Caroline s’exécuta. Pendant ce temps, Judith s’enquit de la santé de Hyacinthe : « Ca va la tête ?
– Non, ça ne va pas très fort, la tête. Et puis j’ai dormi assommé dehors, je suis sale, j’ai pas mangé, je n’en peux plus.
– Je vois. Si on se sort de ce guêpier, sache que j’hésiterai entre te diluer dans le vitriol et te serrer dans mes bras à t’en déplacer les vertèbres. Bon, on est… enfin je… Je suis dans un sacré pétrin. Alors essaie de la jouer intelligente.
– Et comment je dois la jouer « intelligente » ?
– Pense avec ton entrejambe. »

Caroline revint. Elle était vêtue d’un pantalon épais et rugueux, et d’une chemise de flanelle d’un quelconque consommé.
Judith appela le pantalon « falezar », et elle appela la masse de flanelle « torchon ». Et Judith vit que cela n’était pas bon. (Gervaise, 1:10)
« Hyacinthe.
– Oui ?
– Verdict.
– On voit que c’est de la qualité. On sent que c’est conçu pour éviter la raideur du gambison, et pour adoucir la morsure des sangles des cnémides.
– Ta candeur est touchante.
– Je fais de mon mieux.
– Excusez-moi d’interrompre votre charmant échange, mais je ne comprends pas.

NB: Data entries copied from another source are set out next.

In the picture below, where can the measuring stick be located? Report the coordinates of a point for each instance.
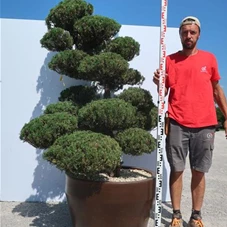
(161, 113)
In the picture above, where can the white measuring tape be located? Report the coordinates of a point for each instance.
(161, 115)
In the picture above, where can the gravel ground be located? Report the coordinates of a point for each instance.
(14, 214)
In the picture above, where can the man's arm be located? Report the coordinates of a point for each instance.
(220, 99)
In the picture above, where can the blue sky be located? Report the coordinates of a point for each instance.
(212, 15)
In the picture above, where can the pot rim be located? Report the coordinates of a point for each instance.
(115, 182)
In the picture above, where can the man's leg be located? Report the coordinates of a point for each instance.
(177, 143)
(197, 189)
(201, 152)
(176, 183)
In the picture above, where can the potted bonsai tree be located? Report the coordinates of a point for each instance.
(88, 130)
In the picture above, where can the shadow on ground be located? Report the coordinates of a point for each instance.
(45, 214)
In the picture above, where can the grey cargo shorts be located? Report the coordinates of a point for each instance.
(199, 142)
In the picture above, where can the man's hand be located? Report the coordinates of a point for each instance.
(225, 127)
(156, 78)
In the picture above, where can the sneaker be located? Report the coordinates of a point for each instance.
(195, 222)
(176, 220)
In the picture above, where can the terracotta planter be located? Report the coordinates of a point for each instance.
(110, 204)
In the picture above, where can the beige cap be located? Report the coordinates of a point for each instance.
(190, 20)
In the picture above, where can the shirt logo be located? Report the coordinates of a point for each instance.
(204, 69)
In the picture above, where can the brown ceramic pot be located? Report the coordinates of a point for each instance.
(110, 204)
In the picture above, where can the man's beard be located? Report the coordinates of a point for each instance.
(188, 46)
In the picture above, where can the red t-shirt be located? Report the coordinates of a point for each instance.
(191, 101)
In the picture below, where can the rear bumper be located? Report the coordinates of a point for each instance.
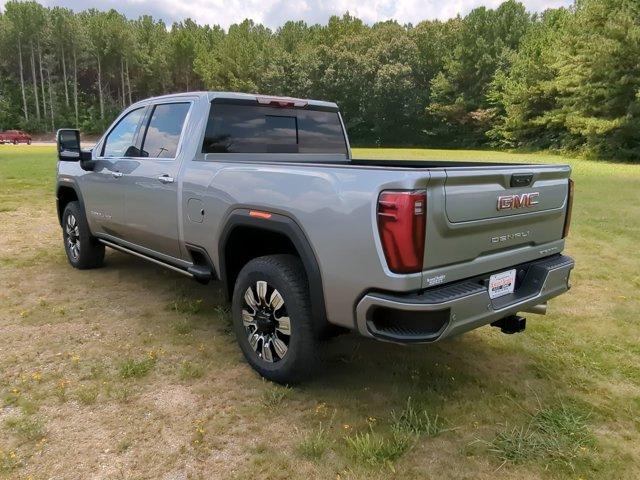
(437, 313)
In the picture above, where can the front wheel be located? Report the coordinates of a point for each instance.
(272, 318)
(83, 250)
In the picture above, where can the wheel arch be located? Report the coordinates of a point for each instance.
(276, 228)
(67, 192)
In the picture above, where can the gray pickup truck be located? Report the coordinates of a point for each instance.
(262, 194)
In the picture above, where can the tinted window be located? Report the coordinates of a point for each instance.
(261, 129)
(163, 132)
(120, 141)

– Hé bien, tant que Hyacinthe n’aura, lui non plus, pas compris où nous voulons en venir, c’est qu’on est loin du compte. Vous connaissez un tailleur ?
– Mais pour quoi faire ?
– Madame, vous avez, à la louche, deux approches pour distribuer l’élixir que je vais vous préparer : la brutalité de l’abeille, qui meurt de sa piqûre, ou l’ingéniosité du moustique, qui peut recommencer toutes les nuits. Je vote pour le moustique.
– Et que dois-je faire ?
– Je vais vous expliquer. »

Quelques minutes après, Judith et Hyacinthe sortaient des appartements de Caroline. « Attention à la marche en sortant !
– Oui, merci ! »
Boum.
« Oh, et le linteau, aussi.
– Trop tard », dit Hyacinthe en se tenant la tête.